ASPI remains a target of Chinese company threats over its research into topics including the use of forced labor. The think tank’s legal costs, including staff time on Chinese-related legal matters, have risen from zero in 2018 to 219,000 Australian dollars, nearly 2 percent of its 12.5-million-dollar annual budget.
“It’s mountains of legal letters, hassling, going around saying, ‘We’re going to sue,’” said Danielle Cave, a director at ASPI. “It’s quite stressful, and it’s designed to distract you.”
More recently, companies have issued similar threats to researchers in the United States and Britain.
Eric Sayers, who focuses on U.S.-Chinese technology policy at the American Enterprise Institute think tank, received a letter in September from lawyers demanding that he take down an opinion article he co-wrote about a Chinese drone company, Autel Robotics. The article, which was published by Defense News, a trade publication, said Chinese-made drones posed a national security risk because they could map American infrastructure.

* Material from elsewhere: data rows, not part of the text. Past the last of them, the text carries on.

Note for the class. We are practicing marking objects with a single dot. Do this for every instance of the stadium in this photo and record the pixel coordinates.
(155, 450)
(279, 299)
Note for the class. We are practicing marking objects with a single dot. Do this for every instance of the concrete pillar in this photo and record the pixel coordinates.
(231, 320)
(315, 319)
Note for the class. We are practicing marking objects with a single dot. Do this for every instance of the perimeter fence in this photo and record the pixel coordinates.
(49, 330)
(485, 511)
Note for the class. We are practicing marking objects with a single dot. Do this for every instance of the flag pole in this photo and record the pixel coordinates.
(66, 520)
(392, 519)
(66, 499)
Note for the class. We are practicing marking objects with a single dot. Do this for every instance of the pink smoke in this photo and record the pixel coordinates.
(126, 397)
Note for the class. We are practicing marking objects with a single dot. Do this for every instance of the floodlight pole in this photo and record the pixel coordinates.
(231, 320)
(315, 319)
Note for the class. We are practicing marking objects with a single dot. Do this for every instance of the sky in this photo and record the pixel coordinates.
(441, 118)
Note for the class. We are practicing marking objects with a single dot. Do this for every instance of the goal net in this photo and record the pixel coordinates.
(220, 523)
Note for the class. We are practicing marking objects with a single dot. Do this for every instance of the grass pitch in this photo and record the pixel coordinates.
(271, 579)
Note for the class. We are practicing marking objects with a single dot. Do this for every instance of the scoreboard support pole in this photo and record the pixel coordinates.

Autel’s representatives called the article “defamatory and damaging” and threatened to sue if it wasn’t removed, although they eventually dropped the matter.
Mr. Sayers posted the letter on X as a warning to other researchers. He wrote that it was what Chinese government “lawfare inside our democracy looks like.”
In May, the Center for Security and Emerging Technology at Georgetown University published a report by Anna Puglisi, a researcher who had recently departed. The report said the Chinese government was most likely involved in funding the growth of BGI, a Chinese biotechnology company.
In a June letter, BGI accused Ms. Puglisi of making a defamatory claims and demanded that she retract the report.
“We remain disappointed by Ms. Puglisi’s report, especially the numerous mistakes therein,” BGI said in a statement to The New York Times.
Ms. Puglisi went public with her experience during testimony before the House committee in September.
“Speaking out today may put me in further jeopardy,” Ms. Puglisi told the committee, “but I feel that if we begin to self-censor ourselves because of the actions of an authoritarian regime, we become more like them and less like an open democracy.”
After Ms. Puglisi testified, Dewey Murdick, the executive director of her former think tank at Georgetown, said the organization stood behind her research.
“We conducted a careful review and found no evidence to contradict the report’s findings or conclusions,” he said in a post on LinkedIn. BGI has not taken legal action against Ms. Puglisi.
In England, Sheffield Hallam University researchers contacted Smart Shirts in November 2023 as they prepared the report tying its parent company to forced-labor practices, according to legal documents. After some back-and-forth, during which the company denied the allegations, the university published the report in December.
In a complaint filed with the British High Court that month, Smart Shirts said the report was false and jeopardized its business making shirts for brands like Hugo Boss, Ralph Lauren and Burberry. Smart Shirts said it believed that the allegations “have spread via the grapevine effect” among its customers.
British defamation laws are more favorable to plaintiffs than the laws in the United States are, making Britain a popular place for individuals to sue news outlets and others over things that they write.
The university declined to comment.
In a statement to The Times, Smart Shirts said it welcomed supply chain research, but was disappointed that Sheffield Hallam had published the report without first allowing the company to correct inaccuracies.
“Our suit is aimed at addressing the material damage to our business arising from their misleading report,” the company said. “It is not aimed at suppressing the important work of researchers in general.”